Economic Outlook: How long is recovery in a ‘Humpty Dumpty’ economy?
It’s a shock because for the last 11 years, the United States has been “throwing money out of a helicopter,” Aleman jokes as he shows a “Helicopter Ben” Ben Bernanke action figure in a helicopter with the slogan, “Now YOU can drop money out of a helicopter.”
The “cash is king” will remain the economic mantra, Aleman notes. “It’s very difficult to get a loan now,” he says. “You have to have a job, you have to have 20 percent down…Banks are turning away customers. They don’t want their money…because lending is no longer a business.”
Aleman refers to the Federal Reserve balance sheet as a “monetary tsunami.” During economic times like this, the Federal Reserve lowers interest rates to reflate the economy. It did this during the last recession, Aleman says, and only one sector reflated: housing. “That bubble burst and we went into a recession,” he says. “That’s where we are now.”
Although new home sales are very depressed, interest rates are at an all-time low, and credit-card lending “is non-existent,” there are some signs of stabilization, Aleman says. “The good news is that the economy is growing,” he points out. “Manufacturing has expanded for the past two years. The service sector is in expansion mode.”
Aleman is also confident that the he housing market, which sets the tone for much of the construction market, will come back. “Home prices are going to come back,” he says. “Don’t ask me when, but they will. We can’t outsource home buying to China so it has to come back.”
A tricky balance
At Better Roads press time, U.S. Sen. John Cornyn (R-Texas) was calling on Congress to adopt “a strong balanced budget amendment (BBA) to the Constitution.” Cornyn, a member of the Senate Budget Committee, says a strong BBA “will treat the disease along with the symptoms.

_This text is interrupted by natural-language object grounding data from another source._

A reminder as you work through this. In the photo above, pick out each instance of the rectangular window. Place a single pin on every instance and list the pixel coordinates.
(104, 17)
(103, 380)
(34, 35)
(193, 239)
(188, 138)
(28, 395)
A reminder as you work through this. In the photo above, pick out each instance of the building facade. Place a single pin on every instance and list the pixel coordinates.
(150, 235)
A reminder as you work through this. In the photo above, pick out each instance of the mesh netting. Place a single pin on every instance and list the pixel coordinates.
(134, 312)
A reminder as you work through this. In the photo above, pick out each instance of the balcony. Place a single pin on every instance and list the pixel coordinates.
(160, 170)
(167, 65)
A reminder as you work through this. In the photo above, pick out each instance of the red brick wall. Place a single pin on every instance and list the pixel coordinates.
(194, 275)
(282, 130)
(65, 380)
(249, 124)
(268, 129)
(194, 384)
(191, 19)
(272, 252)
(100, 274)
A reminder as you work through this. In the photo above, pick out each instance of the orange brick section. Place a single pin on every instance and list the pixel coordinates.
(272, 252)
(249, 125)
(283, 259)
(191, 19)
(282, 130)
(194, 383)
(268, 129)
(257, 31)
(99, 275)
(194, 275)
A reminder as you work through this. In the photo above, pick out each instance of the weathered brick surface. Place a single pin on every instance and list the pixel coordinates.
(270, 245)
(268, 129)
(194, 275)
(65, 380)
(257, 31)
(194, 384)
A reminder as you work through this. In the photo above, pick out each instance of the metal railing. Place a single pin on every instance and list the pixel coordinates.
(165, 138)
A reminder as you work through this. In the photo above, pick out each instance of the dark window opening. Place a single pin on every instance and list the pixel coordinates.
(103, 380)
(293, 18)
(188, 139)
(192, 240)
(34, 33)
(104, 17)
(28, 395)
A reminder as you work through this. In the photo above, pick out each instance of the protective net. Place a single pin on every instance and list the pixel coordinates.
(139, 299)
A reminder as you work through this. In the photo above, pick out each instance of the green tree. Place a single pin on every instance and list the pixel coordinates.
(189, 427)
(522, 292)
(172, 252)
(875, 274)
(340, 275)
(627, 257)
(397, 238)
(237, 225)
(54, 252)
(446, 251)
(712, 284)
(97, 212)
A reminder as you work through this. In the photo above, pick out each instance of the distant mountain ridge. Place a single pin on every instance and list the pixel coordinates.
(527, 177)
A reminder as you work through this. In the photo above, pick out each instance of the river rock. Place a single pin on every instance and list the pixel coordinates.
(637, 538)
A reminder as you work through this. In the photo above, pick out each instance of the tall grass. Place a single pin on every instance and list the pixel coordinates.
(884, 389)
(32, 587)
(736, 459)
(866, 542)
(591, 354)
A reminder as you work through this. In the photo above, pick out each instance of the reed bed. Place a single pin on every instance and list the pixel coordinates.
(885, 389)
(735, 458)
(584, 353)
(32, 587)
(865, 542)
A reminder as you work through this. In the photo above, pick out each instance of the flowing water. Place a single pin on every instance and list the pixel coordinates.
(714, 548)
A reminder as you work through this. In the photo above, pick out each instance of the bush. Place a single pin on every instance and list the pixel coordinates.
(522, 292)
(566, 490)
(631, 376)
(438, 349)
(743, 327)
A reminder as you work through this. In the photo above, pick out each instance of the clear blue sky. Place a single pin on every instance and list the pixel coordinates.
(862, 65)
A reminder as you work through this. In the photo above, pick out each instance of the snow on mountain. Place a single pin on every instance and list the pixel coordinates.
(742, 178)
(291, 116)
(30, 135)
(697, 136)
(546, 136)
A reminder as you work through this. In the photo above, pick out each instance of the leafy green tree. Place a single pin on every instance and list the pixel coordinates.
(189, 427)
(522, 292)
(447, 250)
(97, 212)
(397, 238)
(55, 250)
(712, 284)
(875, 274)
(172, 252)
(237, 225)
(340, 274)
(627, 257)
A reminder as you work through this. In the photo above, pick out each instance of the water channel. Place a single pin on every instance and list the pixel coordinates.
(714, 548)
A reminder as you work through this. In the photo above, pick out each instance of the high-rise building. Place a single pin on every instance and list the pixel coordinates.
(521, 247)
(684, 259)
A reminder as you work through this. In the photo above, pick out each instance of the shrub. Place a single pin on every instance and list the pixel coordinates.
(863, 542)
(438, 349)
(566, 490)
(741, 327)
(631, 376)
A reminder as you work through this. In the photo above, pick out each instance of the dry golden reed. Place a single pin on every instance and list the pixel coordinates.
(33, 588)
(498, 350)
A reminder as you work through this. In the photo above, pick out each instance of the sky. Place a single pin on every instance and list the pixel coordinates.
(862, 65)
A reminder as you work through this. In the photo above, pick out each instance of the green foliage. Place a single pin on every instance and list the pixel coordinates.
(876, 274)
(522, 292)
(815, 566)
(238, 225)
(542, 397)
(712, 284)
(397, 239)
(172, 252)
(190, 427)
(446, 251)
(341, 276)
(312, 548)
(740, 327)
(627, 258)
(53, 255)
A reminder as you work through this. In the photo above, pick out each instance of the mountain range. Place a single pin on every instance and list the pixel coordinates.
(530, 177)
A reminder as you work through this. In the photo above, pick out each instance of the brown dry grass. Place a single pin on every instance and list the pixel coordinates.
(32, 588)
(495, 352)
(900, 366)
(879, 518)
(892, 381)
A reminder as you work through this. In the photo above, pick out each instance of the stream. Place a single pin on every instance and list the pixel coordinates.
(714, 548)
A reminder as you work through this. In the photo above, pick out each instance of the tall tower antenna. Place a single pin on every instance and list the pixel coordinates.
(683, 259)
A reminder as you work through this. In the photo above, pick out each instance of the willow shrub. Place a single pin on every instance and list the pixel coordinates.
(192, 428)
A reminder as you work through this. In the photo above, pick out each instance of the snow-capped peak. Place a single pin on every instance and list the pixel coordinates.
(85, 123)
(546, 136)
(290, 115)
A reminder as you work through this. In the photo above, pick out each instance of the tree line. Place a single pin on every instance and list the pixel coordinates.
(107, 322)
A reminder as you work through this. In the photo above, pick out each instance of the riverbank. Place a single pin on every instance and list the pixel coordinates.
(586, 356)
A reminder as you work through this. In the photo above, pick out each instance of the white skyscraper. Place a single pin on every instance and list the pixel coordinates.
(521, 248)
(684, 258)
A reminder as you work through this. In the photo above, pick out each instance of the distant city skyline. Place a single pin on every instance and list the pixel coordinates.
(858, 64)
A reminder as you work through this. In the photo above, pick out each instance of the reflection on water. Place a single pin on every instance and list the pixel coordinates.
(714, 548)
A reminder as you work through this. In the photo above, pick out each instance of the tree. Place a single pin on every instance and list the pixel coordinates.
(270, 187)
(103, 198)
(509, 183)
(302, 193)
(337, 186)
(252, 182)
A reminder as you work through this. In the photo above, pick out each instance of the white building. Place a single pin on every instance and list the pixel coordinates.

An amendment with too many exceptions and loopholes will not.”
In the Nov. 16 speech before the Heritage Foundation, “Balanced Budget Amendment: Reclaiming Control Over America’s Future,” Cornyn asked the difference between the fiscal challenges the nation’s founders faced and the ones we currently face and then quipped that “the answer is pretty simple.
“Back then, federal government was the solution to the problem. Right now the federal government is the cause of the problem. And the American people understand the difference.”